The Fundamentals covered a wide range of topics, defending Protestant orthodoxy from a number of real or imagined enemies, including atheism, socialism, modern philosophy, Mormonism, spiritualism, Romanism, and above all, liberal theology. The multitude of fundamentals was soon reduced to a more manageable number however. By the 1920s five or six essential doctrines were generally recognised, among them the deity of Christ, the virgin birth of Christ, Christ’s bodily resurrection, the substitutionary atonement of Christ and the inerrancy of Scripture.
In attempting to stave off the assaults of modernism, theological liberalism and secularism, fundamentalists tended to develop a “siege mentality” – that is, they tended to become more and more insular and isolated from the greater culture around them. Indeed, they became in the real sense of the word, “counter-culturalists”.
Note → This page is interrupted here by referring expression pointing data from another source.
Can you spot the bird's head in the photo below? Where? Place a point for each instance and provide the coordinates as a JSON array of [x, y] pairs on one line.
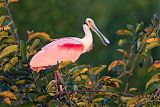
[[90, 23]]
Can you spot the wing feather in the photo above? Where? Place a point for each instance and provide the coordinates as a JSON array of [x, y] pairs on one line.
[[59, 50]]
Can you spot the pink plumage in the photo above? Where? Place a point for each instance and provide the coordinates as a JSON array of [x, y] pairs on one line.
[[65, 49]]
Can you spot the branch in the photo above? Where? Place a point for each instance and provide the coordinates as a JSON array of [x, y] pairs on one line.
[[10, 16], [135, 59]]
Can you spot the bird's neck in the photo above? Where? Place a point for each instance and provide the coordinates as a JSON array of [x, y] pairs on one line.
[[87, 40]]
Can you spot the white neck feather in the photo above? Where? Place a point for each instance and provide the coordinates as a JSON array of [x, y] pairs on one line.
[[87, 40]]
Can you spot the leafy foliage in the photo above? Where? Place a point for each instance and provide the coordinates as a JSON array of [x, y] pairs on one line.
[[78, 85]]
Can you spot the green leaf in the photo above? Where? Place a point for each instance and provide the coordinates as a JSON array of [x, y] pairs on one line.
[[115, 80], [35, 43], [11, 63], [151, 45], [8, 94], [97, 100], [51, 89], [8, 50], [123, 52], [96, 70], [42, 35], [41, 98], [81, 104], [70, 71], [3, 34], [155, 78], [132, 89], [122, 42], [79, 71], [130, 27], [2, 19], [23, 49], [80, 78], [124, 32], [9, 39], [64, 64], [139, 26], [75, 88]]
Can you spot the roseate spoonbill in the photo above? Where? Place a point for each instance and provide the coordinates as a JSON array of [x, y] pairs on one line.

By the 1940s the fundamentalists had evolved into two separate camps. One group, which came to be called the “evangelicals”, regarded the other group as too intolerant, obscurantist and anti-intellectual. The latter, still referring to themselves as “fundamentalists”, were largely self-defined in terms of personal piety and separatism. Thus they were easily caricaturised as those who “don’t smoke, don’t drink, don’t dance, don’t go to movies, don’t play cards…” The evangelicals, on the other hand, were more open to modern science, to academia, to culture in general and to awareness of social issues. The evangelicals were represented by men like Billy Graham and Carl F.H. Henry, magazines like Christianity Today, and institutions like Wheaton College and Fuller Theological Seminary. Both groups however shared an equal commitment to the basic fundamentals of Protestant orthodoxy, and both groups were keen to evangelise, or preach the gospel of personal salvation.
OK, with that background information in place, I can now move to what I have wanted to get to all along. I just was tipped off to it today, but it has been around for a while. It is a little piece by John Piper which he wrote back in June 2, 2008. I love it, so without any further ado or commentary, here it is:
20 Reasons I Don’t Take Potshots at Fundamentalists
1. They are humble and respectful and courteous and even funny (the ones I’ve met).
2. They believe in truth.
3. They believe that truth really matters.
4. They believe that the Bible is true, all of it.
5. They know that the Bible calls for some kind of separation from the world.
6. They have backbone and are not prone to compromise principle.
7. They put obedience to Jesus above the approval of man (even though they fall short, like others).
8. They believe in hell and are loving enough to warn people about it.
9. They believe in heaven and sing about how good it will be to go there.
10. Their “social action” is helping the person next door (like Jesus), which doesn’t usually get written up in the newspaper.
11. They tend to raise law-abiding, chaste children, in spite of the fact that Barna says evangelical kids in general don’t have any better track record than non-Christians.
12. They resist trendiness.
13. They don’t think too much is gained by sounding hip.
14. They may not be hip, but they don’t go so far as to drive buggies or insist on typewriters.
15. They still sing hymns.
16. They are not breathless about being accepted in the scholarly guild.
17. They give some contemporary plausibility to New Testament claim that the church is the “pillar and bulwark of the truth.”
18. They are good for the rest of evangelicals because of all this.
19. My dad was one.
20. Everybody to my left thinks I am one. And there are a lot of people to my left.